5.2. Shape Classification Network

In this section, our classifier performance was evaluated. For the classification task, the evaluation was conducted using the ModelNet40 [41] and ModelNet10. ModelNet40 is a large database of shape classification. It consists of 12,311 CAD models, which are divided into 9840 training models and 2468 testing models. Among them, ModelNet10 contains 4899 CAD models and is a subset of ModelNet40. We manually cleaned this subset of models and aligned their orientations. The shapes were also converted into watertight manifold meshes using the method mentioned in [37].

Our network structure is shown in Figure 6. After setting up the public network part, the global pooling was used to obtain the feature representation of the overall shape and then input this feature into a three-layer MLP network. The output of the classifier was the category probability vector.
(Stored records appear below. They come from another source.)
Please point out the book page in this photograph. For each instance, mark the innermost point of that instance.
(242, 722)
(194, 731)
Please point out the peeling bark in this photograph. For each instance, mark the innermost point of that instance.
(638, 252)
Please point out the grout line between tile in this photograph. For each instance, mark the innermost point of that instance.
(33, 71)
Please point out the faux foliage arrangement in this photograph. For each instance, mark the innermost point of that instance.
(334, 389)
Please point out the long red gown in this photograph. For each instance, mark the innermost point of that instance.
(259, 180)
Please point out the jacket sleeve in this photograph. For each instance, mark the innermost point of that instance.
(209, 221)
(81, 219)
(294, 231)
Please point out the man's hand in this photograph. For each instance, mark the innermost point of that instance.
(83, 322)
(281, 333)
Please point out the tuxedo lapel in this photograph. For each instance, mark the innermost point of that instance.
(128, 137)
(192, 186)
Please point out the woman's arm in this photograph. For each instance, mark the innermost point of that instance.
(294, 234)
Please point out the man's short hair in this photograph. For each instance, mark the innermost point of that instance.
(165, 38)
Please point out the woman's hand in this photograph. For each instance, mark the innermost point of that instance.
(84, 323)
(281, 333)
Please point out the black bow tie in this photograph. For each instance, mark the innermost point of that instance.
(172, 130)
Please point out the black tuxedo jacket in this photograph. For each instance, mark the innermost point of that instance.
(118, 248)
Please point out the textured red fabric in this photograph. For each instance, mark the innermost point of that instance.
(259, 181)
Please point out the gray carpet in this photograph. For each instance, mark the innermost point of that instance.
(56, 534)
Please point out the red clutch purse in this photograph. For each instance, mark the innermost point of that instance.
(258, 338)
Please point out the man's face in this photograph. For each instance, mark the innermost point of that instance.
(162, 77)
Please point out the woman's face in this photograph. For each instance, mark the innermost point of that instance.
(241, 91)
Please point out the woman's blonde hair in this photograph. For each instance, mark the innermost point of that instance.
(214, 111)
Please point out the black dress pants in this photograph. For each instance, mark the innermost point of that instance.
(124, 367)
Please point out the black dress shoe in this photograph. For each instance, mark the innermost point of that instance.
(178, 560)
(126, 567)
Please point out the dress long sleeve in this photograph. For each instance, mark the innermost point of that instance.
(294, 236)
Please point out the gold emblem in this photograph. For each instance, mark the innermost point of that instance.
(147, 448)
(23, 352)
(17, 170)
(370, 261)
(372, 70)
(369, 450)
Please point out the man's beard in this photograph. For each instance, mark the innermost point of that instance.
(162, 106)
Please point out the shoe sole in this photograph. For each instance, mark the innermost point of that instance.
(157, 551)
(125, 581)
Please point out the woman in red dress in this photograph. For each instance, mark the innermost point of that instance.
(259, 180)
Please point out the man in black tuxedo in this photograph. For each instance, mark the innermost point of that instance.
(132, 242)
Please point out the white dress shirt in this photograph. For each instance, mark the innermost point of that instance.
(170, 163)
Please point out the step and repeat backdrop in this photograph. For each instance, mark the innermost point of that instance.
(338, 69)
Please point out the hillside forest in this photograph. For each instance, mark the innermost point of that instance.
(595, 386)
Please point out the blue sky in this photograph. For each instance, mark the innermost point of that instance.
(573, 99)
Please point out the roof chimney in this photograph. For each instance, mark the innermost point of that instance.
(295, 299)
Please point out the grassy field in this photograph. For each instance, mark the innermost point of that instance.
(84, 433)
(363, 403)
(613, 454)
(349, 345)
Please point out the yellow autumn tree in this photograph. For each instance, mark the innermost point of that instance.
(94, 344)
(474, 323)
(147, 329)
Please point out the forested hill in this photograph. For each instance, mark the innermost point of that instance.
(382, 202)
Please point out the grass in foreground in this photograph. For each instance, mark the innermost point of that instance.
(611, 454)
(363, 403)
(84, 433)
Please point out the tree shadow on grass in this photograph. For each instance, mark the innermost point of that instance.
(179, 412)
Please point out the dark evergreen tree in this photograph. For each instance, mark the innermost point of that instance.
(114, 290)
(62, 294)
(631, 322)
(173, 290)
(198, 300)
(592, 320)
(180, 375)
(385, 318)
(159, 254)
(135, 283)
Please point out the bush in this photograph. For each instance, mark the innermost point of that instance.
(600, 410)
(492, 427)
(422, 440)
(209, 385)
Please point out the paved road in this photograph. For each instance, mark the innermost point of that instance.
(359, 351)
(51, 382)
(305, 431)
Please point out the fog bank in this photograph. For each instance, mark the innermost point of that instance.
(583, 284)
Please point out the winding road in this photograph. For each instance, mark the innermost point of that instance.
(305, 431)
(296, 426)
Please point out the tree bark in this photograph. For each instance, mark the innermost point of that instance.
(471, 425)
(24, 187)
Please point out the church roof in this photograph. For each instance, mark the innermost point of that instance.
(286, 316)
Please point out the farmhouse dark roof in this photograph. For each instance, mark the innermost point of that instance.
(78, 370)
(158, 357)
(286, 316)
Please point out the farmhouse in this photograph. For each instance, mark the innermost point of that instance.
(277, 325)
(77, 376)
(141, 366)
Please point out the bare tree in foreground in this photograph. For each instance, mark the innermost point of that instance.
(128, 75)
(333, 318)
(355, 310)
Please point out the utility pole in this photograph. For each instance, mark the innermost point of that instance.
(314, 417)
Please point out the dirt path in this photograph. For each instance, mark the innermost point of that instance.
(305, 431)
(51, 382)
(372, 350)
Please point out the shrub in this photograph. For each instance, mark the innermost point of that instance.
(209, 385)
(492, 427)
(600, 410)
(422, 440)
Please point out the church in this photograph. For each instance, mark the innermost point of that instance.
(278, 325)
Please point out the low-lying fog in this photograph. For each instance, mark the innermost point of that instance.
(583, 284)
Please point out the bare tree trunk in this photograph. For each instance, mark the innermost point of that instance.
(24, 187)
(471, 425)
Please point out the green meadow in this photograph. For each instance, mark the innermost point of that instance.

The log_softmax was used as a cost function and implemented the Adam optimizer optimization, with a learning rate of 8 × 10⁻⁴ and a momentum of 0.9. The network was trained in 100 epochs. Finally, the classification accuracy was used as an evaluation indicator.

The results, which are shown in Table 1, indicated that our method achieves the best results in the dataset MN10. The best results and unreported results for each datasets were labeled in bold font and "-", respectively.

5.3. Shape Semantic Segmentation Network

In this section, we evaluate our semantic segmentation performance. For this task, the evaluation was conducted using the PSB [45] and COSEG [46].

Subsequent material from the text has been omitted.